The film continued to talk about the Umayyad Caliphate and its expansion into Al-Andalus, comparing the situation of it to that of the European Dark Ages. This transitioned into the topic of how each of the European kingdoms had different coins, and how money exchange services charged a commission fee for their services, with banks also paying interest for storing money with them and the creation of fractional-reserve banking and how it created banknotes. This would then transition into the establishment of the federal reserve and the start of World War I, and how Germany disassociated with the gold backing of the Papiermark but still continue to print it, making the country fall into an economic depression. It talks about how after World War I, the United States also abandoned the gold backing and removing the "Redeemable for Gold" printing on United States Dollar bills after the Gold Reserve Act was implemented.

The scene then moves to World War II, where it talks about the United States continuing to amass gold from weapons sales. It then talks about how this led to the Bretton Woods Conference and its resultant system, which then-President Richard Nixon nullified amidst the Vietnam War. With fractional-reserve banking now under the Federal Reserve system, money printing became more rampant, allowing banks to create bank credits against loan contracts such as mortgages.

The film then explains how interest works through the United States Department of the Treasury using bonds to print money and promising to pay it with a set amount of interest where the federal reserve buys these bonds via private banks where when the transaction is completed, federal reserve notes are then printed. The film goes on to question the legitimacy of the money and its backing, which goes into the next topic of how oil is used as a commodity to back the dollar under the guise of OPEC using petrocurrency through petrodollar recycling known as the Petrodollar System which in turn causes a cycle of money printing and exporting that goes back to oil-producing countries like Saudi Arabia who then sell the oil for U.S. dollars and then buys other commodities using it. The film continues to talk about the petrodollar system and how it caused the United States to spend more money then it had, it referenced the United States Deficit report of 2014 and how the United States earned $3 trillion but had to spend $3.5 trillion in expenses, causing a $500 billion difference, and to pay off the debt the United States uses bonds to borrow the extra money to pay off these debts through what is called deficit spending and is enabled through the petrodollar system.
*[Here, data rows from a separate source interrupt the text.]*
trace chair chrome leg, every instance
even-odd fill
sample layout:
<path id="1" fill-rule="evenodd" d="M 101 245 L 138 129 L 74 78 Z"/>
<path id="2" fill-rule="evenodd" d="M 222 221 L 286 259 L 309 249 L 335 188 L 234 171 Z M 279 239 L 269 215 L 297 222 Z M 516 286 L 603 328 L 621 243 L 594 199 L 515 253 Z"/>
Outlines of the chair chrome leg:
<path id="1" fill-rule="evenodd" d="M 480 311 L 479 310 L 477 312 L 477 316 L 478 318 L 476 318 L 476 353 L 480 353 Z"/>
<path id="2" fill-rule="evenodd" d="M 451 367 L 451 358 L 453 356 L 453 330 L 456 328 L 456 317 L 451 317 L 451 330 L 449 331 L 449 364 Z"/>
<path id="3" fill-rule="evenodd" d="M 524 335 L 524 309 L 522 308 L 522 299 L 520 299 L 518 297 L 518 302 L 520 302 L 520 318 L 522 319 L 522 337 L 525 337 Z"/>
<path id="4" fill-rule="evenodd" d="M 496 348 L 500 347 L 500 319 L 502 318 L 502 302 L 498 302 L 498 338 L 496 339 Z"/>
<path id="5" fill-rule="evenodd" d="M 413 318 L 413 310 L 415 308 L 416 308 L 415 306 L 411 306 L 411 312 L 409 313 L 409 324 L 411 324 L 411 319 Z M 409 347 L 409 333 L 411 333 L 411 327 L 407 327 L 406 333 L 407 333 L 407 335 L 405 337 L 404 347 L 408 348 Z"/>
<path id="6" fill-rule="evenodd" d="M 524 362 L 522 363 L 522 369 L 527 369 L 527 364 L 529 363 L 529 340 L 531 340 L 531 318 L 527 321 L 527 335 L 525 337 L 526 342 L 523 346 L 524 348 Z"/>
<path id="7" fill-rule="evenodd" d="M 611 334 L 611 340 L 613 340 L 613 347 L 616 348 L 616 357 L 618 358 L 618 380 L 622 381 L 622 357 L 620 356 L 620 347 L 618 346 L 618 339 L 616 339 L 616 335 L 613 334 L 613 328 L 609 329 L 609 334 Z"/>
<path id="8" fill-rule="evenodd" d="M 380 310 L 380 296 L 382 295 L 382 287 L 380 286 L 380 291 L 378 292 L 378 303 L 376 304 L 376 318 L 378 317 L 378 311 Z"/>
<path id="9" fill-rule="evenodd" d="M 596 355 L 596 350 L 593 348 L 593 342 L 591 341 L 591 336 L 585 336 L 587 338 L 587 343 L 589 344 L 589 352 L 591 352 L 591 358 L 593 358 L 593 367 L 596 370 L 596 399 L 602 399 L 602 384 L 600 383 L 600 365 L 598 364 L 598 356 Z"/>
The film then threatens the United States, saying it will "be destroyed on the same foundation upon which it was established", and talks about how the United States runs on an "interest system" where if U.S. dollars are constantly used to pay off debts owed to the United States, the financial base of it would not exist and how Russia and China both show willingness to "strategically attack the petrodollar system and bond market". Afterwards, the film talks about how the establishment of the Islamic State and its foundation "upon faith" would attack the economy of the United States and then talks about the establish of the Islamic State gold dinar and how, through the control of both Syrian and Iraq oil fields, would only sell them for gold and silver.

At the end of the film, the Islamic State member Lavdrim Muhaxheri, who goes by the nom de guerre Abu Abdallah al-Kosovi, explains how the Islamic State doesn't fight for wealth or land but only fights in, what they call, "righteous jihad" and "jihad for the sake of Allah" which transitions into a music video for the nasheed "For the Sake of Allah", produced by the Al-Hayat Media Center.